A new landscape design starts with a decision. Are you thumbs up or thumbs down for birds? It is a delight to see the chittering goldfinch grace your yard with their presence, but not so wonderful to have thousands of black birds rooting over your patio, so you can love and hate birds at the same time. Your landscape design can influence the type of birds you want, the landscape impression you are trying to make, and the uniqueness of the species that might visit your site.
Birds can damage a landscape. They eat ripe garden fruits and vegetables. They eat invasive plant seed and deposit them throughout the garden, adding instant fertilizer encapsulation in the process. When living too closely to humans, they might carry disease. In large groups, they can deposit copious amounts of droppings. Yuck!
On the other hand, they can fly and they are beautiful. Some are brightly colored. They eat harmful insects. They provide entertainment through activity and song. Anyone living in Guam, especially after the brown tree snake arrived, will tell you how precious they are. Without birds, a lot of native trees would lose their seed distribution. In the balance of things, birds belong outdoors.

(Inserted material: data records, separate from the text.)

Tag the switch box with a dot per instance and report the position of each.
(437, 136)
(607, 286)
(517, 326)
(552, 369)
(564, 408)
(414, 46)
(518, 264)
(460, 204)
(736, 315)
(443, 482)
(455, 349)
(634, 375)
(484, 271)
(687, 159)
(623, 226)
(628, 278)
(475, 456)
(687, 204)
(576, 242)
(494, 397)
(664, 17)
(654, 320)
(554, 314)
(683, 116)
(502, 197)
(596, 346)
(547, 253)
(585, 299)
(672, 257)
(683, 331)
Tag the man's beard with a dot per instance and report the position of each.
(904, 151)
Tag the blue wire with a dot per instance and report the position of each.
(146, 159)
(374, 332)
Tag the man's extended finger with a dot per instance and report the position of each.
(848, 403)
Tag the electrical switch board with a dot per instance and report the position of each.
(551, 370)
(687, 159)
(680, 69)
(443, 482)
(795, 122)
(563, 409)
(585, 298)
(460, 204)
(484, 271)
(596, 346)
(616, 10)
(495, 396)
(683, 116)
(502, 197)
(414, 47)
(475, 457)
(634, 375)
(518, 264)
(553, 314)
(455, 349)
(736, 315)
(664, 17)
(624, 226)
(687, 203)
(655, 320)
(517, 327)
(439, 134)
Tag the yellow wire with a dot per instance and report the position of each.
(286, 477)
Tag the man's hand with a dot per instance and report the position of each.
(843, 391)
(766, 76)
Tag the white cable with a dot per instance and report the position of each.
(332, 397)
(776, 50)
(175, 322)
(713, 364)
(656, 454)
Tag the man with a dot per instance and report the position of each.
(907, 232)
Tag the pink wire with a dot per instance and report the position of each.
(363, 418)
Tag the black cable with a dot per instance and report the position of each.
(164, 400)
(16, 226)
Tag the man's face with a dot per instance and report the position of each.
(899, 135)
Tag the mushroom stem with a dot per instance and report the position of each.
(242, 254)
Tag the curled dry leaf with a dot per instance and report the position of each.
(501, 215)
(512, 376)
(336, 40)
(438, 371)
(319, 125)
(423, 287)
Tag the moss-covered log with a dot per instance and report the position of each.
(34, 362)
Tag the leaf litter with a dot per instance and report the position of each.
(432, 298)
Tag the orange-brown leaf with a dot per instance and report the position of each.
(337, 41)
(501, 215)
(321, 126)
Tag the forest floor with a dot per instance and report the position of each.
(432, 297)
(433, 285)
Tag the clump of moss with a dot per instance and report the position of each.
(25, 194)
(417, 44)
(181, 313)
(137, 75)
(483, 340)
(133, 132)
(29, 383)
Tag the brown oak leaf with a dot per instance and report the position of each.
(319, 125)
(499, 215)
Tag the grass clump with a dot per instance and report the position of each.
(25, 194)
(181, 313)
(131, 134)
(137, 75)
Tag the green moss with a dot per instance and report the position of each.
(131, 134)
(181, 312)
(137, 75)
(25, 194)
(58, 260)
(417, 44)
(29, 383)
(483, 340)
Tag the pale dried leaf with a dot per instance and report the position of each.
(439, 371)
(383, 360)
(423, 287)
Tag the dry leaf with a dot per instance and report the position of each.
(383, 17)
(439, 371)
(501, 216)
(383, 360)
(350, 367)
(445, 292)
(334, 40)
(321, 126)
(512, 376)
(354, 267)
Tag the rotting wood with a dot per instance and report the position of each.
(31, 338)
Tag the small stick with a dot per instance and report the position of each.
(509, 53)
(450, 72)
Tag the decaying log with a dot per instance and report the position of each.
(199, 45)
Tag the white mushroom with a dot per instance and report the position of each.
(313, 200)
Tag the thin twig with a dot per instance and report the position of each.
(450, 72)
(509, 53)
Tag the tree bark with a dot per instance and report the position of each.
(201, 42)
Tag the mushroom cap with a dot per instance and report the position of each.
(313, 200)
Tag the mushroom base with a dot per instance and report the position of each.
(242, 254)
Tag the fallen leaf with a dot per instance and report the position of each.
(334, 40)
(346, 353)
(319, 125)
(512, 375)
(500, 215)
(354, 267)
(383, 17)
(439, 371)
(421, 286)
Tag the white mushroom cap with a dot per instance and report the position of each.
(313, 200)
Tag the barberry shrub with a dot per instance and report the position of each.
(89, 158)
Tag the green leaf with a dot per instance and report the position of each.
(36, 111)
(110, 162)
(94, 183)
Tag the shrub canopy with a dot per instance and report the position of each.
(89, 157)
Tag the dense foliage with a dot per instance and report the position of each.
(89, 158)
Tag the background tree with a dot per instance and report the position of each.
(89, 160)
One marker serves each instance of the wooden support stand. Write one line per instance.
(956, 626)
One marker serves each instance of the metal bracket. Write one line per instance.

There are ways to encourage birds to choose your area for their home. Bird feeders are okay, but they tend to bring mobs of a limited number of species at best, or squirrels at worst! They also leave unattractive seed litter on the ground below. It is much better to provide a diverse, inviting habitat. Go beyond birdfeeders. Your natural vegetation can provide a bounteous food supply. Save the one hundred dollars you would spend on a bird feeder, along with constant trips to the grocery for birdseed, and create a natural and welcoming home for birds.
Step one—Get rid of your cats.
Step two—Provide thickets of thick shrubbery for nesting.
Step three—Provide water for bathing and drinking (for the birds, not you!).
Step four—Plant ornamental and native grasses with inviting seed heads.
Step six—Provide a mix of plants that bloom and fruit at different times of the year.
Step seven—Provide a diverse mix of natives, annual flowers, fruiting shrubs, herbs, perennials with long, tubular flowers, and trees with nuts and nesting places.
This landscape combination of so many different plants can result in a messy aesthetic. Provide some control of the visual clutter with open spaces of turf, clearly defined edging for plant beds, clean circulation paths, and borders of low evergreens. Consolidate masses of different species to create large sweeps of color and structure. Maintain a nice balance of strong lines and facer plants for loose brush to keep the landscape from becoming a bit too seedy, in every sense of the word.
Control of invasive plants and insects is also surprisingly helpful in encouraging the right sorts of wildlife. Birds seem to know the difference between native volunteers and weeds. The prettier the bird, the more particular they are about good wildlife habitat design. Provide a refined sanctuary both you and the birds will love.